Along in the middle of the night, when it was all still and quiet, and when even the frogs had stopped croaking, and it wasn’t time for the roosters to begin to crow; yes, when it was dark, and still and silent and not a sound was heard, suddenly what should happen but that right in the Wibblewobble house there came a loud:  “Mew!  Mew!  Mew!”

“There!” exclaimed Aunt Lettie, jumping out of bed.  “What did I tell you?  Those pussy willows have turned into cats, and the house will be full of them!  Oh, dear!  Why did you bring them in here?  It’s dreadfully bad luck!”

Lulu and Jimmie and Alice jumped out of bed, too.  So did Mr. and Mrs. Wibblewobble.  All the while they kept hearing that:  “Mew!  Mew!  Mew!”

“Whatever can it be?” asked Mamma Wibblewobble.  “Maybe it’s a burglar.”

“Nonsense!” replied Mr.
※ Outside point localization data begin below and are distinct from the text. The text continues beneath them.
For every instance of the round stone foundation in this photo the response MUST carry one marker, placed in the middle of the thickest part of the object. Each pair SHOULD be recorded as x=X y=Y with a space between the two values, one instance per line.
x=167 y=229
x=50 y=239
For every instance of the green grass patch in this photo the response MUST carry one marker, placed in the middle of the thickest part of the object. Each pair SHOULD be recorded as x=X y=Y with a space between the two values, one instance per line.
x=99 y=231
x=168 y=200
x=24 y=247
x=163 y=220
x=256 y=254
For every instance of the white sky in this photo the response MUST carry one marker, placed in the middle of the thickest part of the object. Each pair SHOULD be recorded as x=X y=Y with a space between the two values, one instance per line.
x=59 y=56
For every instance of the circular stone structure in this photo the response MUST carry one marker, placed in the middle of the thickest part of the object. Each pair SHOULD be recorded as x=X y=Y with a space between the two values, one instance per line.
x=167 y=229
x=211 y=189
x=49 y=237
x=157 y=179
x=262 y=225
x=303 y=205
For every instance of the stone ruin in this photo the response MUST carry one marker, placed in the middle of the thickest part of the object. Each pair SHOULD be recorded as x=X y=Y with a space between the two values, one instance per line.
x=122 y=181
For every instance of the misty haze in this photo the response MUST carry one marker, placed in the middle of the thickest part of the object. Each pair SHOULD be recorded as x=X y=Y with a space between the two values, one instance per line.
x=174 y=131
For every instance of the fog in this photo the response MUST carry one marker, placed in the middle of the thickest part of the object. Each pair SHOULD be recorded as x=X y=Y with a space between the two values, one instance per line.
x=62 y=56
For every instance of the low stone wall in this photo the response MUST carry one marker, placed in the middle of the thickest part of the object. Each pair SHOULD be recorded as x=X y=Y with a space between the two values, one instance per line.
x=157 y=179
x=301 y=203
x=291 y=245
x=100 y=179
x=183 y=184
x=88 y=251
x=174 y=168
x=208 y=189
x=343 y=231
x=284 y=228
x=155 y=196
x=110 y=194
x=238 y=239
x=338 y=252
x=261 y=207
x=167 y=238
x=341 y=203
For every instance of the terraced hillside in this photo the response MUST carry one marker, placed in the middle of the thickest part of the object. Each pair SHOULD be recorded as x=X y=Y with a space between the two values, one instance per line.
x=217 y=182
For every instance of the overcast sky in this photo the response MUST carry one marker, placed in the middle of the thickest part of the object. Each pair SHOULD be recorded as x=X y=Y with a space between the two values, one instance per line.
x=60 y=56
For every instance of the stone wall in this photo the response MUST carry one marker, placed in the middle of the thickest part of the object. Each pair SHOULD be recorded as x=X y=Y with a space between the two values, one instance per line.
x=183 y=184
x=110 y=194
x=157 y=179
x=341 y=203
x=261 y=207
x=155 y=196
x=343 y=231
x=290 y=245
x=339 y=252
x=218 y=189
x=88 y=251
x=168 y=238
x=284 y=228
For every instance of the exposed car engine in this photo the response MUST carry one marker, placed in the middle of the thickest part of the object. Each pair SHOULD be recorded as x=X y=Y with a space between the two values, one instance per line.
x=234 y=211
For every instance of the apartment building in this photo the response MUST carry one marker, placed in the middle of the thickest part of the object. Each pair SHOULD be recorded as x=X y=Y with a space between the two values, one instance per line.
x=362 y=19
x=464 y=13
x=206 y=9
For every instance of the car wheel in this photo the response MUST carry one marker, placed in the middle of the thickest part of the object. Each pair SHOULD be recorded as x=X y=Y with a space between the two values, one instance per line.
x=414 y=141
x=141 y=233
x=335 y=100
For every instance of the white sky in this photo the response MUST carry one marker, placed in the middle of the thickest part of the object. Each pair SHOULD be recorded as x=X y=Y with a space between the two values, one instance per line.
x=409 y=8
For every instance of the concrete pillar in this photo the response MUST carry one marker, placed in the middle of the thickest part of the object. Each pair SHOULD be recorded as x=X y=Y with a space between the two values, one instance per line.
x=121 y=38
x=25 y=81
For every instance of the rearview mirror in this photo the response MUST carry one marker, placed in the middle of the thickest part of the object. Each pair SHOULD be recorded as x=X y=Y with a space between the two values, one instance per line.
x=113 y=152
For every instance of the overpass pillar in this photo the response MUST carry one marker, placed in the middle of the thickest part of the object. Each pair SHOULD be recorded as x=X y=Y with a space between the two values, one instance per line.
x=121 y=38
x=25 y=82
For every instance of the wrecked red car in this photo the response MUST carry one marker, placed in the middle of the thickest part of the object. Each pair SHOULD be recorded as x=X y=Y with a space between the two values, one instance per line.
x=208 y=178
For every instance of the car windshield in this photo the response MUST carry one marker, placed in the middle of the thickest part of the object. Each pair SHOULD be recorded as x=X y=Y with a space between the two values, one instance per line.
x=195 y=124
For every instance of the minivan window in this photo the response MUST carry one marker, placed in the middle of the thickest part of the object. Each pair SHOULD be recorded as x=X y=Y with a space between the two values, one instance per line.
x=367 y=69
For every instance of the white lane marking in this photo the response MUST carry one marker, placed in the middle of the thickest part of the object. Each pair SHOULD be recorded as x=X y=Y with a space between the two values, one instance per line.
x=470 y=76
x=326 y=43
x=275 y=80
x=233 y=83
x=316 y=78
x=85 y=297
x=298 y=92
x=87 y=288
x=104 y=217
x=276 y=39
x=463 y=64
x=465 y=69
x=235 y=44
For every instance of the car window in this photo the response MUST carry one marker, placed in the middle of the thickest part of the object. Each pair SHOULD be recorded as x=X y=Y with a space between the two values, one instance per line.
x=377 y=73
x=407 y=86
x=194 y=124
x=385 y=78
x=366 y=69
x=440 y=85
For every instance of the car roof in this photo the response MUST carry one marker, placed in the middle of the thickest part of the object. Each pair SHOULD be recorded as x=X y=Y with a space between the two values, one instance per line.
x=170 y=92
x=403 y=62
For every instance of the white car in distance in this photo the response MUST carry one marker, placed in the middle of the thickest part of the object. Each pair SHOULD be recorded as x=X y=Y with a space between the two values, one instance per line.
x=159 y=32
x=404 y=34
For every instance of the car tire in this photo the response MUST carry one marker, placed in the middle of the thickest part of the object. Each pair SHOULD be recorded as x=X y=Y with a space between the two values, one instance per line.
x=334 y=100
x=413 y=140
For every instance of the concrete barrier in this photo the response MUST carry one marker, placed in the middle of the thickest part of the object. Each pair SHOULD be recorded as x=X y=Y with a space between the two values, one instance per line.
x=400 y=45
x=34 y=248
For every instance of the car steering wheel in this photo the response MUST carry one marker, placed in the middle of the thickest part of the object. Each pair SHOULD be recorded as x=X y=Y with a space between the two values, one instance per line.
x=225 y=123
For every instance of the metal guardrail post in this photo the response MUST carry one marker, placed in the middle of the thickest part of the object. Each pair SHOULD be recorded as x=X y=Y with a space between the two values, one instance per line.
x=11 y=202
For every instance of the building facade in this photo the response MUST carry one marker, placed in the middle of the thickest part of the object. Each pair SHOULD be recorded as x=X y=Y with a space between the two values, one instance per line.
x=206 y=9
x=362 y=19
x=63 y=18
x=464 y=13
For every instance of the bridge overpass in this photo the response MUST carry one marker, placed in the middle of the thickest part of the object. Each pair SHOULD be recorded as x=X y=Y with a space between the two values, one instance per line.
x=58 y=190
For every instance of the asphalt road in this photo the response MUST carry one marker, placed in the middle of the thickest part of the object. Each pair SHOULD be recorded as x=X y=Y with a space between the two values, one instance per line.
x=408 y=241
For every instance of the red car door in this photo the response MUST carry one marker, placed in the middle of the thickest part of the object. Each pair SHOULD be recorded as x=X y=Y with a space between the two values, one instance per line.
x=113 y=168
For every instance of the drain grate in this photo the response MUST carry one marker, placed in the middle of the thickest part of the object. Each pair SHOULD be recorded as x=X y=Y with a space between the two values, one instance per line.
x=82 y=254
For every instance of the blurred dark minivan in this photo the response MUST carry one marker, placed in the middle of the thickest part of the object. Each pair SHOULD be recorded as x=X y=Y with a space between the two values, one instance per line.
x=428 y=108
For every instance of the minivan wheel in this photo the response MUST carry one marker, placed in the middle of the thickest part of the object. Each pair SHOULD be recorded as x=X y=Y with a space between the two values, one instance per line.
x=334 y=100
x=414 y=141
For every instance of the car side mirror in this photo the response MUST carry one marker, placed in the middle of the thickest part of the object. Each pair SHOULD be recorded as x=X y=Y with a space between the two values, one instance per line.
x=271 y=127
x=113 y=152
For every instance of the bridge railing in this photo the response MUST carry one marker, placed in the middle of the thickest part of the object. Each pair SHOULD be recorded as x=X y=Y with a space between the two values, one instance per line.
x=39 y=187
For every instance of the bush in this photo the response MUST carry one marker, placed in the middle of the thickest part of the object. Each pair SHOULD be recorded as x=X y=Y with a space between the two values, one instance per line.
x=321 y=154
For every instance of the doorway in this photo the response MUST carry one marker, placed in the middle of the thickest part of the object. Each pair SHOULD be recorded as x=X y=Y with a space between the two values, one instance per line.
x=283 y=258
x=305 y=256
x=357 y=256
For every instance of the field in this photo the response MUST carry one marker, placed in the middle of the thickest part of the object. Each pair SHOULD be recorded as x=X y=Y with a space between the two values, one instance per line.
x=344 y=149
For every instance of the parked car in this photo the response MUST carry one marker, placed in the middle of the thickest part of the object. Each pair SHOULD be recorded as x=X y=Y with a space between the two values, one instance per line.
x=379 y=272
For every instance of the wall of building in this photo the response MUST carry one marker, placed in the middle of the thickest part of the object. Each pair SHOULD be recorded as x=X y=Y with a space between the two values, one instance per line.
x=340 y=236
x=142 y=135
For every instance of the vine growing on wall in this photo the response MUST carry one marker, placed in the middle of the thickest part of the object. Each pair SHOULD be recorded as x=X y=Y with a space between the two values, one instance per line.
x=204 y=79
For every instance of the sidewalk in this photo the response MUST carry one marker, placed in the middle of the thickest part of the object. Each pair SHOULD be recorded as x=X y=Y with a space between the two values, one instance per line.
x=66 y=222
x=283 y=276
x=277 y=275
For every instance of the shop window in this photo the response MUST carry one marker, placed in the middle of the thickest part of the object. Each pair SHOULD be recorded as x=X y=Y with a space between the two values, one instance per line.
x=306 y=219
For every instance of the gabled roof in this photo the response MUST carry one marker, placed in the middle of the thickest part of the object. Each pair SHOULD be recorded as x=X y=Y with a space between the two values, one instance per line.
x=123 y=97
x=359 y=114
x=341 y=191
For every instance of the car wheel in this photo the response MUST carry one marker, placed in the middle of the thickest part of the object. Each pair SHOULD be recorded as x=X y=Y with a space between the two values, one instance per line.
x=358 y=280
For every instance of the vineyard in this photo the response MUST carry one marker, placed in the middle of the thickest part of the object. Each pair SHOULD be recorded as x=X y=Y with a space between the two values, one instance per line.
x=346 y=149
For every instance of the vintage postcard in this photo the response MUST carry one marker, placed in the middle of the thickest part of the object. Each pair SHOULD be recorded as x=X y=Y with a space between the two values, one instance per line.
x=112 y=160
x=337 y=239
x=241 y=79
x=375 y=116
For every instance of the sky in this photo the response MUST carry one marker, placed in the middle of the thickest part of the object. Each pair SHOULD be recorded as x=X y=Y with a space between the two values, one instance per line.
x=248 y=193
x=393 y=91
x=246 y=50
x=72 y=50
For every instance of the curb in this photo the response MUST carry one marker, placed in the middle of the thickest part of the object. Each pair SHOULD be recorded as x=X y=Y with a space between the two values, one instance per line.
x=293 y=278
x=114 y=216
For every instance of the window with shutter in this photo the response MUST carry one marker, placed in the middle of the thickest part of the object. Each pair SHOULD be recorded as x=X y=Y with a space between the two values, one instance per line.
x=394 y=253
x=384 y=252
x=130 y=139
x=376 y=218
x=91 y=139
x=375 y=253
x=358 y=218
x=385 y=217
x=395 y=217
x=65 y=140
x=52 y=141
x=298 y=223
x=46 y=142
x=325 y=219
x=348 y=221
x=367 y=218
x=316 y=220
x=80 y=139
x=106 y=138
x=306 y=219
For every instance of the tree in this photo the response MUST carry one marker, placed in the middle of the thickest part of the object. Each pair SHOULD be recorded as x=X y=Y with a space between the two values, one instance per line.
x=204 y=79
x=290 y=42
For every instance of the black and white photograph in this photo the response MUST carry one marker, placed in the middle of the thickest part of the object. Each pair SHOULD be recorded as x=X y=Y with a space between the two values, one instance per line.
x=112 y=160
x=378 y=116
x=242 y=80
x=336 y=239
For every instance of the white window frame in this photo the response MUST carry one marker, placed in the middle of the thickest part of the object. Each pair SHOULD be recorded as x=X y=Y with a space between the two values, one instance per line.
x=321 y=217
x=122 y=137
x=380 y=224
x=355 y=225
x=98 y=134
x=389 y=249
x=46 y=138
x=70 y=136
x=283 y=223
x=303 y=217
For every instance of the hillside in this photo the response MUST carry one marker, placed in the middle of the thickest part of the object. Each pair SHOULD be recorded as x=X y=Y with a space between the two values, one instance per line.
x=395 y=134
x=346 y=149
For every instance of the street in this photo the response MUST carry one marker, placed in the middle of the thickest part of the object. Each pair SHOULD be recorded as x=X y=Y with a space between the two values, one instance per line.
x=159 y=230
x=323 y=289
Wibblewobble, “burglars don’t mew.  I’ll go look.”

So he went to look, and what do you think he found?  Why, right under a vase of the pussy willows, on a cushion, was a dear, sweet, little white kitten.  Yes, sir, as true as I’m telling you!  And so soon as Lulu saw it she cried:  “It’s mine!  One of my pussy willows has turned into a kittie!  Oh, how glad I am!”

And, honestly, the kittie was right under Lulu’s vase of pussy willows, just as sure as that two and two make four.

“I told you so!” cried Aunt Lettie.  “Now, maybe you’ll believe me next time.  The pussy willows turned into a kitten.”

“Oh, but this kitten can’t be from those willows,” said Papa Wibblewobble.  “This is a real pussy.  It must have come in from out of doors.  I guess I must have left a window open.”

And the funny part of it was that he had left a window up, and it was a real kittie that had wandered in, straying away from its mamma.  But Aunt Lettie was sure it had come from a pussy willow.  Lulu didn’t care, because she was allowed to keep the kittie for herself, and what do you think?  Why that kittie joined Jimmie’s baseball nine, and to-morrow night I’ll tell you about a game of ball that was played.  That is if the man in the moon doesn’t tumble down and hurt his nose.